学校の休み時間、アニスに唐突にそう訊かれルークは照れ隠しがてら机に目を落とした。


「う、うん、まあ」


正確には4ヶ月だ。

出会った頃を含めれば、一緒にいた期間はもっと長い。


「へぇー、でもまさかあのユーリ先輩とこのルークがくっついちゃうとはねぇ〜」

「このって何だよ!このって!」



小声で揶揄するアニスにすかさず噛みつく。

だが持ち前の好奇心はまだまだ健全らしい。



「一般的にはすることしててもおかしくない期間だけどねー」



アニスはそこで一旦首を傾げ、「もうした?」というあからさまな野次馬モード全開の質問に、ルークの声は裏返った。

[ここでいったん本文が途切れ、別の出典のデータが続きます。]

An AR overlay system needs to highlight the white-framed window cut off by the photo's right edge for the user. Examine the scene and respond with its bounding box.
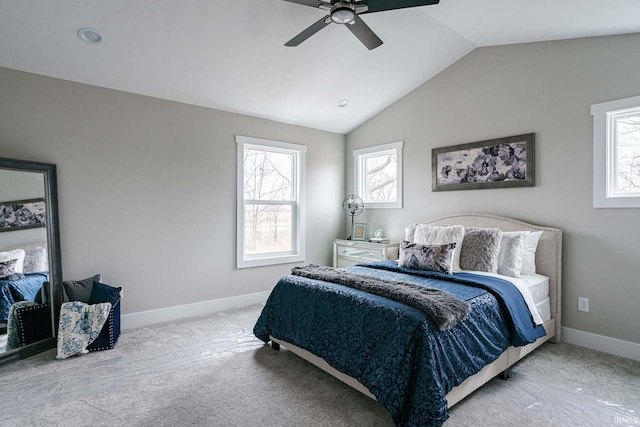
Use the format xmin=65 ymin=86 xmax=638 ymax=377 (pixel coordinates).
xmin=591 ymin=96 xmax=640 ymax=208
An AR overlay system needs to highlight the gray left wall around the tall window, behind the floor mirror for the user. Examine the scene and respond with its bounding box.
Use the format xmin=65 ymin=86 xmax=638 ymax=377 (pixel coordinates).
xmin=0 ymin=69 xmax=345 ymax=313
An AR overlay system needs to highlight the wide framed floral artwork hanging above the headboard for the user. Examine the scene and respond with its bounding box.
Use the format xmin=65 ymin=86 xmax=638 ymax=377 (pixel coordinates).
xmin=431 ymin=133 xmax=535 ymax=191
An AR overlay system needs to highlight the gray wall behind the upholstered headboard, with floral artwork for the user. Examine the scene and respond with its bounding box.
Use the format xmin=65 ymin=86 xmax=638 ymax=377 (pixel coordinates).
xmin=347 ymin=34 xmax=640 ymax=343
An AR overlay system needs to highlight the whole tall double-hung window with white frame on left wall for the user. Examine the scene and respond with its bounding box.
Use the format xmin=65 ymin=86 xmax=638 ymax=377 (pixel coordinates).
xmin=236 ymin=135 xmax=306 ymax=268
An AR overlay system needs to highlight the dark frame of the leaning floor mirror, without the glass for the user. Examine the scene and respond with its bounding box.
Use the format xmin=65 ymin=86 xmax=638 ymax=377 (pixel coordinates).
xmin=0 ymin=157 xmax=62 ymax=366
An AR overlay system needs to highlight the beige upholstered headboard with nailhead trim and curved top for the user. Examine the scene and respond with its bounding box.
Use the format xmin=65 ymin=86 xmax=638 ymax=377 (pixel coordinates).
xmin=423 ymin=213 xmax=562 ymax=342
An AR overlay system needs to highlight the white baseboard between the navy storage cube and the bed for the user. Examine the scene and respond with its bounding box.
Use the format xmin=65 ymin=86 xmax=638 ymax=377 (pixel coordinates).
xmin=121 ymin=291 xmax=271 ymax=329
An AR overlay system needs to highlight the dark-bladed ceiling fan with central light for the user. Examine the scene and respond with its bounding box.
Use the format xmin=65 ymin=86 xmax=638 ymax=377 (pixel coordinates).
xmin=284 ymin=0 xmax=440 ymax=50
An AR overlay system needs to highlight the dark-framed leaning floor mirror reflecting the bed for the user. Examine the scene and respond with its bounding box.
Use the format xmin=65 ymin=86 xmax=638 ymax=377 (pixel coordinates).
xmin=0 ymin=157 xmax=62 ymax=365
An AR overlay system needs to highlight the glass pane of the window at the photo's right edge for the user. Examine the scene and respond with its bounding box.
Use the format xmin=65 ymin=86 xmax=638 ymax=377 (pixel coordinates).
xmin=615 ymin=114 xmax=640 ymax=194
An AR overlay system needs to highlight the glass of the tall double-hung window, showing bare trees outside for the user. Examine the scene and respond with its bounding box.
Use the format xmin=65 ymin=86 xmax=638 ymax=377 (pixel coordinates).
xmin=244 ymin=148 xmax=295 ymax=254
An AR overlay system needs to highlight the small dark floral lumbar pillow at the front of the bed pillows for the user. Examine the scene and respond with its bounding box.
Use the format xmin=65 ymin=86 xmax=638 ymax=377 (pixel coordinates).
xmin=398 ymin=240 xmax=456 ymax=274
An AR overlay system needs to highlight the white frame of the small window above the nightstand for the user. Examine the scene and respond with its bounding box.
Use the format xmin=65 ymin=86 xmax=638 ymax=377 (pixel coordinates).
xmin=353 ymin=141 xmax=404 ymax=209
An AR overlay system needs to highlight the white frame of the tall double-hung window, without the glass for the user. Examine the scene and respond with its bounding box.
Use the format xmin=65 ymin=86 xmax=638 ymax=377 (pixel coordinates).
xmin=236 ymin=135 xmax=307 ymax=269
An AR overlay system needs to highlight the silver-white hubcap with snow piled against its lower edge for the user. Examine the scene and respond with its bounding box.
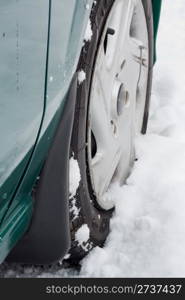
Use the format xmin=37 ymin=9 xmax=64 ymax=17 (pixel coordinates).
xmin=87 ymin=0 xmax=149 ymax=209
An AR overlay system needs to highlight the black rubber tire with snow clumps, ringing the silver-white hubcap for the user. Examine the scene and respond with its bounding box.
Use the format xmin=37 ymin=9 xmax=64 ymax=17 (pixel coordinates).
xmin=66 ymin=0 xmax=154 ymax=264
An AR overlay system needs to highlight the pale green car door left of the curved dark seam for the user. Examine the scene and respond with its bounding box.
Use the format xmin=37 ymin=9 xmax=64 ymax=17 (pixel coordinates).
xmin=0 ymin=0 xmax=50 ymax=221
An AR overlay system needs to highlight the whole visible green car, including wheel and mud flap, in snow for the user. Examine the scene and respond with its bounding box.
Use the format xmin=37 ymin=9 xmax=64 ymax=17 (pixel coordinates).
xmin=0 ymin=0 xmax=161 ymax=265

「な、ななんでそんなこといちいちアニスに言わなきゃなんねーんだよッ!!」


「あれれ〜?先輩とまとまるきっかけをあげたのはドコのカワイー女の子だったっけー?」



あ、おバカなルークはもう忘れちゃったかなー?
と、にやにや半目で覗き込んでくるアニスに、ルークはうっと言葉を詰まらせた。



―――確かに

今こうしてユーリとまとまっていられるのは
当時、相談に乗って一緒に頭ん中を整理してくれたアニスがいたからだ。


アニスは嫌味な口調が玉にキズだが、普段は明るくて友達思いのいい奴で、

同時にルークとユーリが恋仲という、ある意味ビックニュースを知る数少ない友人の一人でもある。





「で?」



アニスの好奇心は未だ収まる気配を見せず、身を乗り出した。

ルークは伏せていた目線をちらっと上げて、躊躇しながら恥ずかしそうに白状する。


「て、手は繋いだけど……」


「繋いでなかったらびっくりするちゅーのそんなもん!あたしが会話してんのは小学生か!」



アニスから激しいツッコミが入った。



「あっついチューの一つや二つはもうかましたかって訊いてんの!」


「ぎゃ――ッ!!!」



ルークは叫ぶなり急いでアニスの口を手で黙らせ、辺りをきょろきょろと見渡しほっと息を吐く。

幸い、周りには聞こえていなかったようだ。



「んで?どーなの、キスした?」



口を塞いでいた手を払われ、再び直球の質問。

ルークはうぅっとたじたじになりたがらも、小さく口を開く。


「まだ…してない」


ルークは困った様に、へにょっと眉を下げた。


本当は付き合う前に一度、ヤケクソの様なキスはされているが…

付き合ってからという条件ならまだだ。



第一、

正直なところ、ルークにしたらユーリと付き合っていること事態、信じられないようなことで、


夢じゃなければいいと、いつも思う。


一緒にいるだけで、楽しくて、ドキドキして、心があったくて


すごく、すごく、幸せだなぁって、思える。



むしろ、それ以上を望んだりしたらバチが当たりそうだ。



それを聞くなり、アニスはわしゃわしゃと頭を掻きむしる。



「うっわー!何それ!どこの純情乙女ヒロインよあんた!!んなもん今時流行んないっちゅーの!!」


「だ、誰が狙うかんなもんっ!」


「わかんなーい!先輩はアンタのどこに惚れたのさー!てかどんな悩殺テク使って誘惑したわけーっ!?」


「人聞き悪ィこというんじゃぬぇえええっ!!!」



ぎゃーぎゃー煩い言い合いが終息してから、
アニスがはーっと溜息をついた。



「あーあー、先輩がアンタに下手に手ぇ出せないのも頷けちゃうなぁー。なんせ相手は手強い純情乙女ヒロインだし」


まだ言うか…!!と心の中で反駁してから、ルークは徐々にしゅんと肩を縮めていく。


「やっぱ、しないと変、かな…?」


「変っていうか、ぶっちゃけしたいかしたくないかじゃん〜?」


若干投げやりの返事に、ルークは頭を抱えた。



キスを、したいか、したくないかと訊かれたら…


そりゃしたい、…と思う。



でも、手を繋いだだけで


目を見ただけで


怖いくらい心臓が跳ねるのに、


その先を…なんて考えた日には、心臓がどうなるか分かったもんじゃない。


…というか爆発するんじゃないだろうか…

いや、マジで。




そもそも、


「なあ、ユーリもやっぱそういうの…したいかな?」


「知るか!本人に訊け!」



もうやってられんと、アニスは完全にやさぐれモードだ。



「訊けるわけねえだろ、そんなこと…!」



俺とキスしたいか、なんて。
―――気になるけど!!すっげー気になるけど…!!



結局、やさぐれアニスの機嫌を取ることに終始して、休み時間は終了していった。